Al-Qur’an menuturkan:
“Dan hendaklah di antara kamu ada segolongan orang yang menyeru kepada kebajikan, menyuruh (berbuat) yang makruf, dan mencegah dari yang mungkar. Dan mereka itulah orang-orang yang beruntung”, (QS. 3: 104).
Para mufasir berpendapat, makna kebajikan (al-khair) dalam ayat tersebut adalah Islam. Artinya, menyeru mengajak orang untuk mengikuti Al-Qur’an dan Sunnah Nabi Muhammad SAW.
Berdakwah memang tanggung jawab kita sebagai Mukmin, tetapi pelaksanaannya nggak boleh asal-asalan. Ingat, dalam berdakwah, ada kaidah umum yang harus kita patuhi yang telah ditetapkan Allah. Tujuannya adalah agar dakwah itu bisa diterima oleh objek dakwah kita dengan kesadaran dan hati yang lapang.
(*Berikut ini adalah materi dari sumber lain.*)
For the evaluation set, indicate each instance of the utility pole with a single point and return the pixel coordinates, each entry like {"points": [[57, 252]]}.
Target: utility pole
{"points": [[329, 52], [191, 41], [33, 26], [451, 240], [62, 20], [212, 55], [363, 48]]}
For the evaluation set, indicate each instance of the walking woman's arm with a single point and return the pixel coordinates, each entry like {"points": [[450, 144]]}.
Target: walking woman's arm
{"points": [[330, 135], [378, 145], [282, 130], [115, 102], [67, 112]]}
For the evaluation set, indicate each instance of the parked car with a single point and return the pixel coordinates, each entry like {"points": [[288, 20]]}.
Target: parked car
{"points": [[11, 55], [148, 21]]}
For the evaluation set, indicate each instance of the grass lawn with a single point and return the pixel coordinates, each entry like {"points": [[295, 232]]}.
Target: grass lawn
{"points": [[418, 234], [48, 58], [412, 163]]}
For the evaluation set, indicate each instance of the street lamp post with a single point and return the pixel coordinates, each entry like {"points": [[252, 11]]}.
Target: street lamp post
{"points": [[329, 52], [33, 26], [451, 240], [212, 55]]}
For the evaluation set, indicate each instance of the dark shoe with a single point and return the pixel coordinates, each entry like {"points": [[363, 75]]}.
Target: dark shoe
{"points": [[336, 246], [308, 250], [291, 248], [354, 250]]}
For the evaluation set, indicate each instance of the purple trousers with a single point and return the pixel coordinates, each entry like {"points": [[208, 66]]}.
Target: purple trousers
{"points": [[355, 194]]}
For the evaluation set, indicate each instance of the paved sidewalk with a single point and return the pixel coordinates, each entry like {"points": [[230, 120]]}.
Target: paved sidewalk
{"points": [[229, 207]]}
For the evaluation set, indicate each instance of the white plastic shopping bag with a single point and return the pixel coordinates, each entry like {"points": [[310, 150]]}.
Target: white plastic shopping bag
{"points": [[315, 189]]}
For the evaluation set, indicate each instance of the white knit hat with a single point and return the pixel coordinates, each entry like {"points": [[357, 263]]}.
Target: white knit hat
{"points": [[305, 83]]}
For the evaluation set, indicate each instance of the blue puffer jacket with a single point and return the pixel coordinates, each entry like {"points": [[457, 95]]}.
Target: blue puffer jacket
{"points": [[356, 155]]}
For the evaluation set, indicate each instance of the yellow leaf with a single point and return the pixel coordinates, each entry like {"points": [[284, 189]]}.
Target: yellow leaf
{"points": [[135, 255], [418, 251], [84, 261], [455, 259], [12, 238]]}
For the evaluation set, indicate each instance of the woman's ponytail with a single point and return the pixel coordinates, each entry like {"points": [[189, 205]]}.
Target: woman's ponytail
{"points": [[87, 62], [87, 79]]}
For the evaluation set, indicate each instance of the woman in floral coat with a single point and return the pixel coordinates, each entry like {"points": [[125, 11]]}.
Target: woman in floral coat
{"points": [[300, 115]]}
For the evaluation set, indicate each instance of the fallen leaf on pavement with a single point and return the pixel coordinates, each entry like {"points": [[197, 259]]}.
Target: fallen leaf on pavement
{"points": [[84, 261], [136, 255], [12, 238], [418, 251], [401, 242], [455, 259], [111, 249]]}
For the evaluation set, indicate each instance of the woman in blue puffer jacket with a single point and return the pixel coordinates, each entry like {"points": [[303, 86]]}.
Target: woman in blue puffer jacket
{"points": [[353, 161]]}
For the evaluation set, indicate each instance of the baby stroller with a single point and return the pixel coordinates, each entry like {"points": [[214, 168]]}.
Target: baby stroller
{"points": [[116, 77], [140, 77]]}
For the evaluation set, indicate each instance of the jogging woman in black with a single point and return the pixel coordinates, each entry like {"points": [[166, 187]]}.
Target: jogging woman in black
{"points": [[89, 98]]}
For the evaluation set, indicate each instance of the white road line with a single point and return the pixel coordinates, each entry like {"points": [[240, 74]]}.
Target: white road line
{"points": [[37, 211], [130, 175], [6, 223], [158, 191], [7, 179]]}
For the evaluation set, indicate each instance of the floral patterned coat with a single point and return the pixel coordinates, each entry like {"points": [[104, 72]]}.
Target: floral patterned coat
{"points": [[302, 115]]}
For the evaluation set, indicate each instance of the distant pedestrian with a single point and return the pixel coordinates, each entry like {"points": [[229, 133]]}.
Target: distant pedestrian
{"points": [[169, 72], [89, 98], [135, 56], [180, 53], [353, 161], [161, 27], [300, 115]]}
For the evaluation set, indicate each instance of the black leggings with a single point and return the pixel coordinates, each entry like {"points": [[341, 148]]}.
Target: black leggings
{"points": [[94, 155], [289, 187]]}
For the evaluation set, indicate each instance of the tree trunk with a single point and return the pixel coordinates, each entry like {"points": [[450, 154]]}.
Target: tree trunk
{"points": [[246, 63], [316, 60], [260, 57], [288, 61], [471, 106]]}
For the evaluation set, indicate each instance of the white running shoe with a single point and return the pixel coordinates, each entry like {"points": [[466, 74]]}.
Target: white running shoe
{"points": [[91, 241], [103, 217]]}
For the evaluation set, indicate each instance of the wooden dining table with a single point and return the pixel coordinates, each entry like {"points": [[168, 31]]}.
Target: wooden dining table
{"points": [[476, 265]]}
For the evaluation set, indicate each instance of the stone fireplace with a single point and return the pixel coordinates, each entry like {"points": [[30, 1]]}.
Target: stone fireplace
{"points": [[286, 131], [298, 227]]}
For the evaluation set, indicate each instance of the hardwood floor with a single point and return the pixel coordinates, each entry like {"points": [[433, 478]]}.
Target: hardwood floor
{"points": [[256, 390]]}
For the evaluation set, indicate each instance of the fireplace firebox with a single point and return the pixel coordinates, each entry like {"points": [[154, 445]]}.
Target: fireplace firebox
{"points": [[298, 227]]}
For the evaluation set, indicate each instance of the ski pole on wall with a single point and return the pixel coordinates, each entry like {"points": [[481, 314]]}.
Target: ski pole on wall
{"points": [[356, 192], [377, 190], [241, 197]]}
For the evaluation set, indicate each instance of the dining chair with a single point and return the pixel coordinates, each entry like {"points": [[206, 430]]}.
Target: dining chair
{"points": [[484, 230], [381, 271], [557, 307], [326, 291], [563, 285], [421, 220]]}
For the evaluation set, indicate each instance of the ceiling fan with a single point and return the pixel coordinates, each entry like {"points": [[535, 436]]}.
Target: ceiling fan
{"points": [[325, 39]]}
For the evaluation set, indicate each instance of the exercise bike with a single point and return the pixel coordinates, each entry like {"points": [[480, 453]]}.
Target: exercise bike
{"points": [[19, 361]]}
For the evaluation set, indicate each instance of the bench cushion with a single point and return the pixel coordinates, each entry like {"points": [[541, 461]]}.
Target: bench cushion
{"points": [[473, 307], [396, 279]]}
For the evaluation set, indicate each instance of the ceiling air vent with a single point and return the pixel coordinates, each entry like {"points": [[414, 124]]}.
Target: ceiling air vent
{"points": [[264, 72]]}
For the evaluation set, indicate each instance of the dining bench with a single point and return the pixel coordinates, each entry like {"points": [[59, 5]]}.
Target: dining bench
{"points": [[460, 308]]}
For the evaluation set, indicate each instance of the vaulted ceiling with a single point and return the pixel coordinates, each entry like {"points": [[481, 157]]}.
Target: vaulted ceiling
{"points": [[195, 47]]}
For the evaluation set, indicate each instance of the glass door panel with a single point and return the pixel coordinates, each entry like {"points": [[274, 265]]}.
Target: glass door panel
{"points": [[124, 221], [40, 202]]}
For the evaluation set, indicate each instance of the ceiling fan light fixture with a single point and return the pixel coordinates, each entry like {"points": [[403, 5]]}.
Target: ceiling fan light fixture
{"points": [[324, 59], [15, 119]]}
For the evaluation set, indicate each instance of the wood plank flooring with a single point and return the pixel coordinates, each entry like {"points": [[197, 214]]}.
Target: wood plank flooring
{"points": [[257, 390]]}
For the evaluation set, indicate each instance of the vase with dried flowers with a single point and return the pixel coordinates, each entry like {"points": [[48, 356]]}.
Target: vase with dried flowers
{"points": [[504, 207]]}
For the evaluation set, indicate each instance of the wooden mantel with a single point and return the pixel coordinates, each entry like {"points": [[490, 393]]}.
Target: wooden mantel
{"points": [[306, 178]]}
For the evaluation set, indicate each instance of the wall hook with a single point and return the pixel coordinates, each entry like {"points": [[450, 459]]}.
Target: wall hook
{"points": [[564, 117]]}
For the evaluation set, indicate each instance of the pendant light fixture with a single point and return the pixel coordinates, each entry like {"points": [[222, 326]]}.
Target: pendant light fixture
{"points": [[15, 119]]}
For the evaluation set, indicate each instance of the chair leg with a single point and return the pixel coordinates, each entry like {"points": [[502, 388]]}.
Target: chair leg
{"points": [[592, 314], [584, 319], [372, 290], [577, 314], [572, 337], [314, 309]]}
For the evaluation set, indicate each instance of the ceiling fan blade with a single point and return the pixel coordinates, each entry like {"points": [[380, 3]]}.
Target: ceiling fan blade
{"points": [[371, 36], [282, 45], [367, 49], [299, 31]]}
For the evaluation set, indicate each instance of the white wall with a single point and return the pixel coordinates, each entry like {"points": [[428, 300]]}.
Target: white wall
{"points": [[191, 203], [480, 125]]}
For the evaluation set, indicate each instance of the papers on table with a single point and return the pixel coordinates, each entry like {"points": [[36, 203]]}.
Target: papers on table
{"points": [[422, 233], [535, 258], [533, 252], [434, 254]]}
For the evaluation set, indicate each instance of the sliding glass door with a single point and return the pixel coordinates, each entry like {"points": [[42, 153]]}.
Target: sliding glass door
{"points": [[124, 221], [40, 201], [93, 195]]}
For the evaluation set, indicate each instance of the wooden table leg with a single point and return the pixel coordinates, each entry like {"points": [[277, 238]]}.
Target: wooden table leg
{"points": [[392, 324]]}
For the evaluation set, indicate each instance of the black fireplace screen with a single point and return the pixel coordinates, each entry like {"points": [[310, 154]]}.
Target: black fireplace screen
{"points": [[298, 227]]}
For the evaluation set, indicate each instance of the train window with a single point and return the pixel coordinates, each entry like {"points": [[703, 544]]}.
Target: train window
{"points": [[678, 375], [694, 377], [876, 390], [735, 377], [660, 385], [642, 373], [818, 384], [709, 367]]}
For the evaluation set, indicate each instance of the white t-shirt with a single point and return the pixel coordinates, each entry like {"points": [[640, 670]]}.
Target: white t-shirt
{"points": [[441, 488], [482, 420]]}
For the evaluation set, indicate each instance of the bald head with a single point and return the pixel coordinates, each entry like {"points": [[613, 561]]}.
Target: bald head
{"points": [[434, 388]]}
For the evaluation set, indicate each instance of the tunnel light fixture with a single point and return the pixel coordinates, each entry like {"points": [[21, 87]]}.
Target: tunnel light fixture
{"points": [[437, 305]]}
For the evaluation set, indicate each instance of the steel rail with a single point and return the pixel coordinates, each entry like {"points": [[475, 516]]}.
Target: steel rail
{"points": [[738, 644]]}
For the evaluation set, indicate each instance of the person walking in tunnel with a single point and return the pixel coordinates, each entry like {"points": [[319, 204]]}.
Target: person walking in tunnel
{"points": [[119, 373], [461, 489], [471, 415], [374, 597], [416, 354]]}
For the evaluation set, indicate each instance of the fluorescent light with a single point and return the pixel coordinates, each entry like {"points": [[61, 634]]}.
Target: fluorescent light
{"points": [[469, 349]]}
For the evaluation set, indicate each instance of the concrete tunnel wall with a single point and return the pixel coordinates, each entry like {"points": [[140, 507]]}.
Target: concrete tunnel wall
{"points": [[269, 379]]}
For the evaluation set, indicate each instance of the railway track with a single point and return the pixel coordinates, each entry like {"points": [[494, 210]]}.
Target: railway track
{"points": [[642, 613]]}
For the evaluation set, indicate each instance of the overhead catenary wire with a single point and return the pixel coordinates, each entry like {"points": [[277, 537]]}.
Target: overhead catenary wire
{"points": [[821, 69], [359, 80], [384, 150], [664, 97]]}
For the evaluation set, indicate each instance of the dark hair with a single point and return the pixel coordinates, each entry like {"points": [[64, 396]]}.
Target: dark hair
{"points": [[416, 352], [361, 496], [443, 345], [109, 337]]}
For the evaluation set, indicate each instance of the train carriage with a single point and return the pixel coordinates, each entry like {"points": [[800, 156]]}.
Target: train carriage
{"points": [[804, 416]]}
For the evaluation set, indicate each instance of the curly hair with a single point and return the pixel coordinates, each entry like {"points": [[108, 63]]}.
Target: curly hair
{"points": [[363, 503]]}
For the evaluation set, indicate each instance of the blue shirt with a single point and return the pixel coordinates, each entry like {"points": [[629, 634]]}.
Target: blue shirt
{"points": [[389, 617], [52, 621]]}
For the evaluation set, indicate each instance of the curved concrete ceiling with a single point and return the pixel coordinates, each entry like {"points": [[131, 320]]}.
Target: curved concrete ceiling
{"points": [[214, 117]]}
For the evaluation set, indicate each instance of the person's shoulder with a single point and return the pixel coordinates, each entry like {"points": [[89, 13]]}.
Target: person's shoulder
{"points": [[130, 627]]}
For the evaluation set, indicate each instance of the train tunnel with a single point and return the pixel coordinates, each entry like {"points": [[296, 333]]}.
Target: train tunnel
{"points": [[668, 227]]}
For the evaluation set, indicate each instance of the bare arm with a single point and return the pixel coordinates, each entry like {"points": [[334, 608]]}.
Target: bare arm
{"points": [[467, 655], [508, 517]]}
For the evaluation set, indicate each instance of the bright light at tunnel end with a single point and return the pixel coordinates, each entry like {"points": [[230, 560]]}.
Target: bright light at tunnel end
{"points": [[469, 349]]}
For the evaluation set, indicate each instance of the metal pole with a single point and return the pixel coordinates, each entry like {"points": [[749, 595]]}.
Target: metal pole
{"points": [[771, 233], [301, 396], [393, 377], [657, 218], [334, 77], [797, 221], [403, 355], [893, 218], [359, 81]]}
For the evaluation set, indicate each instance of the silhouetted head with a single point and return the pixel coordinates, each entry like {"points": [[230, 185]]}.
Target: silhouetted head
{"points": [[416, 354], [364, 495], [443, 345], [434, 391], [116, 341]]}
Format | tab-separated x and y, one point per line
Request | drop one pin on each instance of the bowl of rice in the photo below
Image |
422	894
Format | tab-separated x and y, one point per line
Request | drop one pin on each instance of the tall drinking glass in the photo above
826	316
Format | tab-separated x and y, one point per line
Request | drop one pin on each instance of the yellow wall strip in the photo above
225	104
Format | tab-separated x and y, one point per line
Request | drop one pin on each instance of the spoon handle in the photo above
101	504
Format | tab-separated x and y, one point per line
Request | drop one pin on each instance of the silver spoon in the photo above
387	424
Coba perhatikan ayat berikut ini:
“Serulah (manusia) kepada jalan Tuhanmu dengan hikmah dan pengajaran yang baik, dan berdebatlah dengan mereka dengan cara yang baik. Sesungguhnya Tuhanmu, Dia-lah yang lebih mengetahui siapa yang sesat dari jalan-Nya dan Dia-lah yang lebih mengetahui siapa yang mendapat petunjuk”, (QS. 16: 125).
Di dalam ayat tersebut jelas bahwa berdakwah harus dengan hikmah dan pengajaran yang baik, kalaupun harus berdebat, berdebatlah dengan cara yang baik.
Berdebat bukan soal siapa yang menang dan siapa yang kalah, tetapi berdebat adalah tentang bagaimana kita menemukan kebenaran.
Itulah kebijaksanaan dakwah yang diserukan Al-Qur’an yang mesti kita implementasikan dalam berdakwah.
Narasi Al-Qur’an tentang kebijaksanaan dakwah itu menuntun kita agar memahami dan mengimplementasikan nilai-nilai keislaman secara komprehensif dan holistik. Oleh sebab itu, seorang da’i harus memiliki kapasitas pemahaman Islam yang mendalam dan mumpuni.
Di samping itu, seorang da’i juga harus mampu menjadi teladan yang baik bagi umat. Sebab, keteladanan ini lebih penting dari hanya sekadar retorika belaka. Jika seorang da’i hanya pandai beretorika saja, maka hanya menjadi bualan kosong saja tanpa adanya spirit pengamalannya.